Problem 901
Well Drilling
A driller drills for water. At each iteration the driller chooses a depth $d$ (a positive real number), drills to this depth and then checks if water was found. If so, the process terminates. Otherwise, a new depth is chosen and a new drilling starts from the ground level in a new location nearby.

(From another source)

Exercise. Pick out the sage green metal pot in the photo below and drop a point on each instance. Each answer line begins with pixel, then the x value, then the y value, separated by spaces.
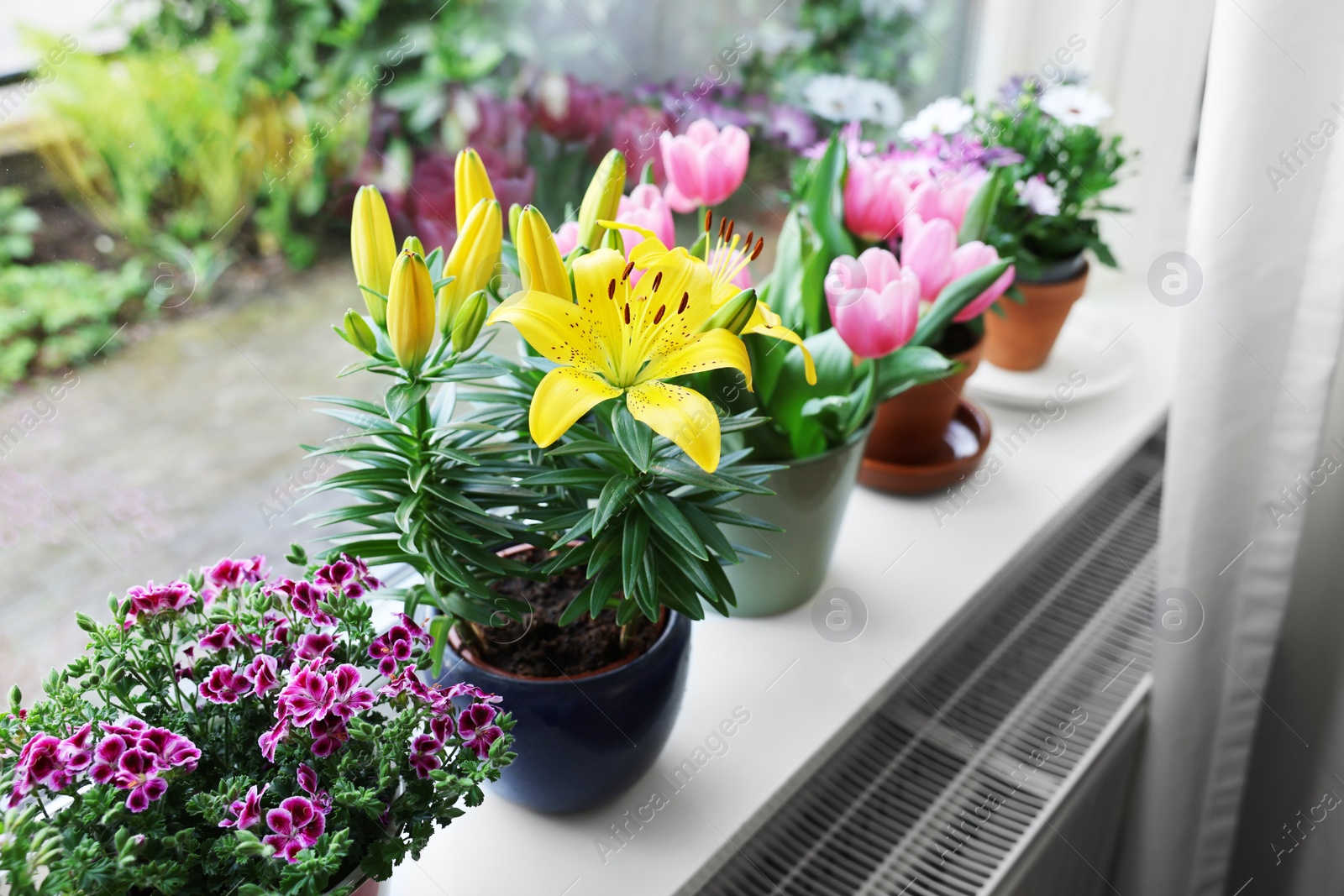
pixel 810 500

Drilling to depth $d$ takes exactly $d$ hours. The groundwater depth is constant in the relevant area and its distribution is known to be an exponential random variable with expected value of $1$. In other words, the probability that the groundwater is deeper than $d$ is $e^{-d}$.

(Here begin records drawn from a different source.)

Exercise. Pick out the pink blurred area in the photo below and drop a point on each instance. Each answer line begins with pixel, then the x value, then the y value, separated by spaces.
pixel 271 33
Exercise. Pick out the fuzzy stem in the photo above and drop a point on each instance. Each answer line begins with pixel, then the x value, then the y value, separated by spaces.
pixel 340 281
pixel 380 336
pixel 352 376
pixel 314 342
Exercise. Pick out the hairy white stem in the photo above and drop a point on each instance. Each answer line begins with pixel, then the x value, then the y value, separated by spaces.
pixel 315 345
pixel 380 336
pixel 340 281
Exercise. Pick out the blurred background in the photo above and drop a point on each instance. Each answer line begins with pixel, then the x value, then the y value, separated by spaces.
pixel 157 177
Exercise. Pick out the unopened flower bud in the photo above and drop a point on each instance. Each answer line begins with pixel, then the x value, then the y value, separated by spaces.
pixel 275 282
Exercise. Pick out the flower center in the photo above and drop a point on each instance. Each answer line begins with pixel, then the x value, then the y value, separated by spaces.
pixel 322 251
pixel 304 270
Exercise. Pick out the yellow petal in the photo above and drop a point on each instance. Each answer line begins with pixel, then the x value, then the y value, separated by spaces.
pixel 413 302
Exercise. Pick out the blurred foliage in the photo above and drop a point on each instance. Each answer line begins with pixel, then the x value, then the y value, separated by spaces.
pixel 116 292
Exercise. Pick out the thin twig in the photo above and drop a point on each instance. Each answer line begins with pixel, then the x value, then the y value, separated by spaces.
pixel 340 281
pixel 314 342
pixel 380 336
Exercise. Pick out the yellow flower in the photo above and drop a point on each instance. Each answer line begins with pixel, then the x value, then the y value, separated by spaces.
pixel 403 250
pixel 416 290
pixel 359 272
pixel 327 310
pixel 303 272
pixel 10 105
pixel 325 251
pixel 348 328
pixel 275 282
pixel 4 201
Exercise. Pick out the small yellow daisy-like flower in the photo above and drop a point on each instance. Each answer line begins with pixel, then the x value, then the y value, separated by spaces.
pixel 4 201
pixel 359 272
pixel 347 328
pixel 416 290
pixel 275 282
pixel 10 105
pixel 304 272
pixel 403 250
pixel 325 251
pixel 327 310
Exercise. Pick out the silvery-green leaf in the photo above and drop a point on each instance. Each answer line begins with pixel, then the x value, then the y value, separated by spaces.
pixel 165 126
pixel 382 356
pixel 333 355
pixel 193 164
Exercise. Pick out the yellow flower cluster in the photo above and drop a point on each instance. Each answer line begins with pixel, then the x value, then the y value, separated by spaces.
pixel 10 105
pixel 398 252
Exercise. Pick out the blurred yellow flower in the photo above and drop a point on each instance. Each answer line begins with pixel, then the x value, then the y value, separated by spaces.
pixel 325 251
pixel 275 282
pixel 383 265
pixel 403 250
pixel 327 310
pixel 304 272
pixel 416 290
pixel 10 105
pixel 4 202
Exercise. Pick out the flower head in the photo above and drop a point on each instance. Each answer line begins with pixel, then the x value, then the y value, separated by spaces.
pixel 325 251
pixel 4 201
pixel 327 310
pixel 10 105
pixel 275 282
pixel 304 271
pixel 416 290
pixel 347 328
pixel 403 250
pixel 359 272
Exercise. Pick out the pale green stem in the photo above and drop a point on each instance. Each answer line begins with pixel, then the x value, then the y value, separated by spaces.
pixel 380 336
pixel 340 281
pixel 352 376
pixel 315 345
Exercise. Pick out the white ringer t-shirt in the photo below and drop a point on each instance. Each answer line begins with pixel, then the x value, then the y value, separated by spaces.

Assuming an optimal strategy, find the minimal expected drilling time in hours required to find water. Give your answer rounded to $9$ places after the decimal point.
钻井
一名钻井工人在钻探水源。每一轮,钻井工人选择一个(正实数)深度$d$,一直钻到这个深度,然后检查是否找到水。如果找到了,就结束钻探。否则,工人会在附近找一个新位置,选择一个新的深度,从地面开始新的钻探。
钻到深度$d$需要恰好$d$小时。在这片区域内,地下水的深度是恒定的,且满足期望值为1的指数分布。换言之,地下水深度超过$d$的概率是$e^{-d}$。
假设钻井工人采用最优策略,求找到水所需的最小预期钻探时间(以小时为单位),并将你的答案四舍五入保留$9$位小数。